Dr McCann said: “It a positive test is found two things are likely to have happened. Either the athlete has taken a banned substance by mistake in an over-the-counter medicine, or they have taken a substance which they could only have got hold of illegally. If the later is the case then they have either taken it knowingly, or somebody has given it to them without their knowledge.

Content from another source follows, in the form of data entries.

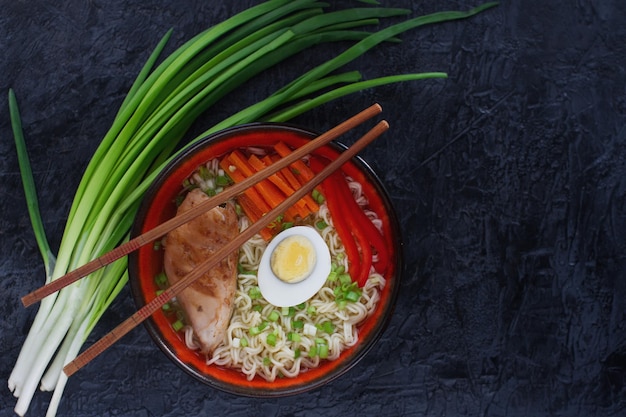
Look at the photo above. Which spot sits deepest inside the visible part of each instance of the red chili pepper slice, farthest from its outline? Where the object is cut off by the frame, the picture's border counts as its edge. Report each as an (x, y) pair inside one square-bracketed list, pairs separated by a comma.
[(369, 234), (339, 220)]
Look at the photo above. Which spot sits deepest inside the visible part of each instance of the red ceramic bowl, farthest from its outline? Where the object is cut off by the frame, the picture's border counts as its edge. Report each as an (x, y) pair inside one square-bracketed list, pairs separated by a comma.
[(145, 263)]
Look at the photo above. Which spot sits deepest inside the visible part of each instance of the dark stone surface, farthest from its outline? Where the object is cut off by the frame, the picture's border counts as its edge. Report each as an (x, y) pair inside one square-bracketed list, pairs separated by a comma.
[(508, 178)]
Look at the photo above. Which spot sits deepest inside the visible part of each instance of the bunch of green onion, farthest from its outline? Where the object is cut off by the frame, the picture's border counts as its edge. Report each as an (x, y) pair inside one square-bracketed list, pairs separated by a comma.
[(158, 110)]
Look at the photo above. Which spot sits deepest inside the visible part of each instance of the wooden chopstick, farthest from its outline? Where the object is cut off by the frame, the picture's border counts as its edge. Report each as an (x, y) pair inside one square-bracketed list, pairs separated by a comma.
[(228, 193), (143, 313)]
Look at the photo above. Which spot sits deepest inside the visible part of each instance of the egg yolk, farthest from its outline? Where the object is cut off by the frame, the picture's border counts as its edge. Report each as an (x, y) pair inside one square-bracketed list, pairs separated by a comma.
[(293, 259)]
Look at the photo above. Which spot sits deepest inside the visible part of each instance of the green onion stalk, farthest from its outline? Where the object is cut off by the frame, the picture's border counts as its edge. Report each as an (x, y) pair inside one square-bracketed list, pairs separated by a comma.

However, quite a lot of these substances have to be taken by injection so it is very unlikely that they will know nothing about it.” Professor Peter Radford, of the sports science department at Brunel University, agreed that there was no way an athlete could have taken anabolic steroids by mistake, but he said there was a “grey area” over some of the other banned substances. He said: “So many of the proprietory medicines for coughs and colds contain stimulants such as ephedrin that I can see that a young, inexperienced athlete might naively take a chemical in this way, thinking it was perfectly alright. However, I would be surprised if an experienced athlete did that because they know how vigilant they need to be.” Professor Radford said another possibility was that vitamin supplements might be contaminated with banned substances. “A lot of these products are not produced by the major drug houses and nobody can vouch for the way they are prepared,or for their purity.” There is also much controversy surrounding a new generation of fitness supplements that are widely used by athletes as a legal alternative to anabolic steroids. These include creatine, a substance found naturally in the body and in foods such as meat and fish. Creatine is sold legally over the counter in synthetic form as an amino acid powder. It helps build muscle and speeds recovery from training. A recent national newspaper poll of top athletes found that more than half had admitted taking the substance. However, some experts believe creatine could cause long-term damage to health. It has been linked to kidney damage and shorter term problems such as muscle cramping and dehydration. Other amino acid based supplements that can be legally used by athletes include:

  • Glutamine - claimed to reduce fatigue, build muscle and boost the immune system;
  • Trypthophan or 5HT - claimed to boost production of the “fight or flight” hormone adrenalin;
  • Protein powders - claimed to improve recovery after training and increase strength and muscle growth.”